Rabid Dogs packs a TON of great content for DCC into it's 32 pages! I'll start off by simply saying I highly recommend this to anyone playing DCC, but especially to players and GMs who have been using the system for awhile and could use a few new things that feel 100% inline with the flavour of DCC while still adding something new. You'll get your $4 worth (and more) in the first 15 pages!
One of the first things in the zine is a new occupation table. For me this was a huge boon as I really enjoy playing funnels but after years of playing them I have to admit the existing occupation table which is admittedly quite large had begun to feel a lot smaller. The great thing about this new table is that there is no power-creep so one player could use this table while another player uses the existing table from the rulebook and they would blend together deamlessly.
The next section is an optional set of rules for removing the race-as-class from DCC. These rules are handy for anyone who wants to play an exotic race but doesn't want that choice to define everything else about their character. Race-as-class is a holdover from the B/X days of the game and although there's not necessarily anything wrong with it, it does feel like it railroads exotic fantasy races into their basic roles/stereotypes from Tolkein novels.

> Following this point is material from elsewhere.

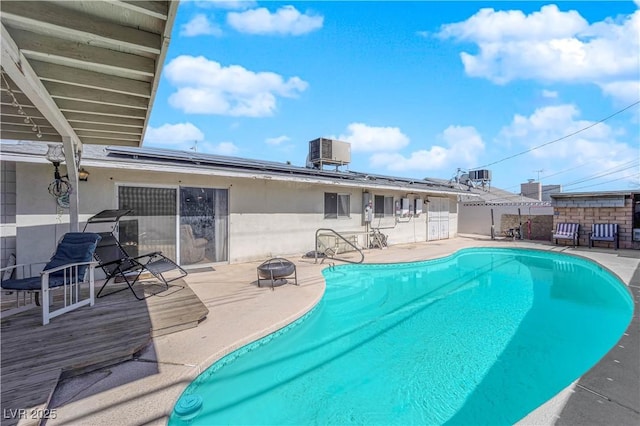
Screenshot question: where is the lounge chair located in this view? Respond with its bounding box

The next rules section of the zine introduces the Outlier, a pseudo-Ranger more inline with the 'no-heroes' power level of DCC. I really like the Outlier and can't wait to play one in a game. I think of it as basically an outdoorsy version of DCC's Thief. Basically swapping some of the Thief's dungeoneering and criminal skills for a smaller selection of outdoors skills while also being slightly sturdier in combat than a typical DCC Thief.

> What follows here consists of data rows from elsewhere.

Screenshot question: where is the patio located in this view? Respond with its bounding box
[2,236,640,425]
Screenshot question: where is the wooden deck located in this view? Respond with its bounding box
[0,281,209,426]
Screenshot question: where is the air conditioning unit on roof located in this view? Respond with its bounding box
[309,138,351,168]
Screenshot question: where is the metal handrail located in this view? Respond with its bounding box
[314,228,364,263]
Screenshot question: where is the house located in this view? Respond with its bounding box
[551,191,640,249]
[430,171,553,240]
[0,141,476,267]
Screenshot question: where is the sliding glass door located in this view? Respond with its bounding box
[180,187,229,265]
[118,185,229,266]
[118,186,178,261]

the final rules-centric article is on dogs as PCs. These dog rules are really neat as they tap into the growing popularity in RPGs of animal PCs while still being very anchored in the world/system/balance of DCC. Your dogs have skills and abilities, and they do improve as they level up, but at the end of the day they are actual dogs with all the limitations you would expect and not magical dog/human hybrids. I don't have any plans to run an all-dogs DCC game, but having said that the next time I'm a player in a funnel I'm definitely going to include a dog as one of my characters.
After these additions to the rules Rabid Dogs leaves us with two road-side encounters. These are great additions to a GMs toolkit as in my experience published DCC material focusses on interior locations so having some additional overland content is a boon to those of us who rely heavily on published material for our games.
Once again I highly recommend Rabid Dogs to anyone and everyone playing DCC, I can't imagine anyone not getting their money's worth out of this product and finding atleast one thing that will become a permanent addition to their game.